Multimedia Annotation & Composition Tool for Columbia University

Project Dates: 2010-2011

Partners: Columbia University Center for New Media Teaching & Learning (CCNMTL), Columbia University Faculty

My Roles: Application Strategy, User Research, UX Design, UI Design, HTML and CSS


Many would say the digital landscape today offers an overabundance of potential educational resources, but these materials can actually hinder scholarship if they cannot be corralled with ease into analysis by instructors, students and researchers.

Serious study of multimedia objects is often particularly difficult because the focus, specificity, and proof that scholars have come to expect in text-based work can be thwarted by the very real difficulties of interweaving source material with analysis. The effort of selecting and recontextualizing pertinent pieces of text within critical discourse seems nostalgically simple when compared to the logistical challenges of invoking source materials across a range of formats and hosted in a variety of places, often with divergent rules and permissions.

MediaThread is an innovative, open-source platform for scholarly exploration, analysis, and organization of web-based multimedia content.

The MediaThread environment connects to online image and video archives, enabling users to lift items out of these sources and into the analysis environment using a simple browser-installed bookmarklet. Items can then be clipped, annotated, organized, and embedded into essays and other written compositions, allowing users to formalize thinking, clarify interpretations, and improve arguments with evidence.

Introductory Video

Annotation Creation


The MediaThread annotation tool makes serious study of multimedia objects possible across a range of formats. Selecting and contextualizing pertinent pieces of larger works allows for interweaving of source material with analysis. 

While this may seem simplistic by today's standards, it was innovative in a number of ways while we were working on it. Our work preceded annotation tools like those now YouTube and Flickr; we were experimenting with writing and drawing on top of media before any other examples of work like this were available. The rudimentary nature of CSS at the time meant that we had to experiment with using Javascript to detect viewport size and display and size elements accordingly, long before the days of responsive design.

Media With Collaborative Class Annotations


MediaThread especially supports collaboration. Groups of users can build and publish projects together, incorporating items that they have collected independently and even relevant annotations made by others outside the group. 

Collaborative annotation of media of different types and from different sources was seen as nearly impossible from both a technological and a legal standpoint when we began work on MediaThread. 

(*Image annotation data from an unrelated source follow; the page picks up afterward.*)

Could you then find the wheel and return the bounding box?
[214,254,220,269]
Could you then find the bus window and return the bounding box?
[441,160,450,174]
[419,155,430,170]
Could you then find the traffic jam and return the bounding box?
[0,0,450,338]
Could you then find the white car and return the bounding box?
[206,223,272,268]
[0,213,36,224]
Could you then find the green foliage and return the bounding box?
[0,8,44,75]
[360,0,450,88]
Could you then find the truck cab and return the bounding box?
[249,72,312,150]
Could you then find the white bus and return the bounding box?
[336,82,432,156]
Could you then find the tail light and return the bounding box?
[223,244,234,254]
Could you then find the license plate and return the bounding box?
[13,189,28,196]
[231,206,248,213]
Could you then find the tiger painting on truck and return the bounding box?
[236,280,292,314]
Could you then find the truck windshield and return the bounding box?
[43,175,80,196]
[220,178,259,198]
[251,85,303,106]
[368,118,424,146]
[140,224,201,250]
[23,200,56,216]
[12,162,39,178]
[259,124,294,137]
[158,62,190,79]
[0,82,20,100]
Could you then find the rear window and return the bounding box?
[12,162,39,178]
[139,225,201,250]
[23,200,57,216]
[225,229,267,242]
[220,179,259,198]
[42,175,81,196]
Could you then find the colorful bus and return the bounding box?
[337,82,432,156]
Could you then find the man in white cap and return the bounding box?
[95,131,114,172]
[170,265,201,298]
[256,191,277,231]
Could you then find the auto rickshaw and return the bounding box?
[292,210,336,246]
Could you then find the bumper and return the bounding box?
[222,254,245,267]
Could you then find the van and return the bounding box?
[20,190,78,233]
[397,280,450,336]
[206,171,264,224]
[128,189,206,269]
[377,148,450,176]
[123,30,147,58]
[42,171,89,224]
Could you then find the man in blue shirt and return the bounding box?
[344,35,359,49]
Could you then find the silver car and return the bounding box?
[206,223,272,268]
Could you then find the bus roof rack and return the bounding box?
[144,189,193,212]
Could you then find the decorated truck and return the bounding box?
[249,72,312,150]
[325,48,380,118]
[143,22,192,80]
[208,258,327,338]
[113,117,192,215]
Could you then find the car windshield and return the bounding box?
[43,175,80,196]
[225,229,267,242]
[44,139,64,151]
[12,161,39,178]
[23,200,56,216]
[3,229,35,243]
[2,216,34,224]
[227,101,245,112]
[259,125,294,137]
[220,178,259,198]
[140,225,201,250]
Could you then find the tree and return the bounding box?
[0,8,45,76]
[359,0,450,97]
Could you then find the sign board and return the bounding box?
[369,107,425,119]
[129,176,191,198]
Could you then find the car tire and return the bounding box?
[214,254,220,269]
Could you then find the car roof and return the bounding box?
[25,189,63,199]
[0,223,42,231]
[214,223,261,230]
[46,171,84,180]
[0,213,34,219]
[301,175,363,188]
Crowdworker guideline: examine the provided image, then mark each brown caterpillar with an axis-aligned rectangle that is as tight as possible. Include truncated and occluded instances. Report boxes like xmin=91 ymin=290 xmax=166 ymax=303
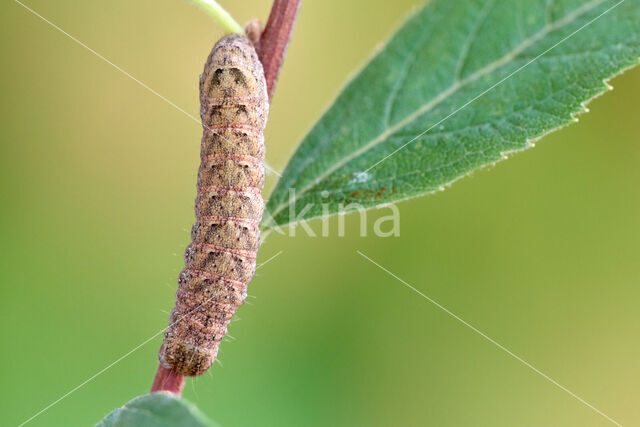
xmin=158 ymin=34 xmax=269 ymax=376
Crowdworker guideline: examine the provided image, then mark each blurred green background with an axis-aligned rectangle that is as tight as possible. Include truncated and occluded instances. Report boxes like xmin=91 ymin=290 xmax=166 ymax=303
xmin=0 ymin=0 xmax=640 ymax=427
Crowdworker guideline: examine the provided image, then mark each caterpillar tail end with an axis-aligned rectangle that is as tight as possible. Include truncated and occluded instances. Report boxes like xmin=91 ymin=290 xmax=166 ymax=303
xmin=158 ymin=337 xmax=217 ymax=377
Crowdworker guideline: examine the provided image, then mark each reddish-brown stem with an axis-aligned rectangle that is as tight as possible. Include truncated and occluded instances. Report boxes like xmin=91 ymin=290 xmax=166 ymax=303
xmin=151 ymin=365 xmax=187 ymax=396
xmin=256 ymin=0 xmax=301 ymax=100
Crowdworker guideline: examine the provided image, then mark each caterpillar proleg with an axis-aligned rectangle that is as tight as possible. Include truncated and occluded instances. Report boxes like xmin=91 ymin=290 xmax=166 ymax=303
xmin=158 ymin=34 xmax=269 ymax=376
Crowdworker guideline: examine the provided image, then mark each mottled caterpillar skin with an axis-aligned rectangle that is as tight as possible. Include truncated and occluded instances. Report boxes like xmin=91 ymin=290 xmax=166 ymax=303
xmin=159 ymin=34 xmax=269 ymax=376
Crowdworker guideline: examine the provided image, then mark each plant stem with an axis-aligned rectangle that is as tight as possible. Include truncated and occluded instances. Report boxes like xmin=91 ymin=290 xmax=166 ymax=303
xmin=191 ymin=0 xmax=244 ymax=34
xmin=151 ymin=365 xmax=187 ymax=396
xmin=257 ymin=0 xmax=301 ymax=100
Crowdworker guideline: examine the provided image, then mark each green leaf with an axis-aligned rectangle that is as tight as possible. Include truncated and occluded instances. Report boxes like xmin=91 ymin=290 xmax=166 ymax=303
xmin=98 ymin=392 xmax=214 ymax=427
xmin=262 ymin=0 xmax=640 ymax=229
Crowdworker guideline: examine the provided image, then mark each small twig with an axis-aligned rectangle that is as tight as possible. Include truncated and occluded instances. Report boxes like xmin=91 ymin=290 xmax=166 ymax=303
xmin=257 ymin=0 xmax=301 ymax=100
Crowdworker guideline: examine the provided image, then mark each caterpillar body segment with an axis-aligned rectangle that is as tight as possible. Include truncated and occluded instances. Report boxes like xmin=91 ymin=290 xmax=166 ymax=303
xmin=159 ymin=34 xmax=269 ymax=376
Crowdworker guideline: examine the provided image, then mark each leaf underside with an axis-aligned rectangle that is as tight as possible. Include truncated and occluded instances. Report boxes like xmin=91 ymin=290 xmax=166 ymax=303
xmin=262 ymin=0 xmax=640 ymax=229
xmin=98 ymin=392 xmax=214 ymax=427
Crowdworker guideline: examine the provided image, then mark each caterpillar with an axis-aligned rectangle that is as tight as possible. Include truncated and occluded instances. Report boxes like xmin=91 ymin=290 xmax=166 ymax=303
xmin=158 ymin=34 xmax=269 ymax=376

Panel Design  |  High-Fidelity Wireframe


The variety of workflows inherent in ongoing research (reviewing an assignment, collecting evidence, writing and embedding evidence) necessitates that all screens be available to users, in differing combined views, at all times. This vertical panel model I designed for the second iteration of the tool was extremely unconventional at the time, but was essentially a precursor to navigational patterns now quite common in mobile and tablet-based application design.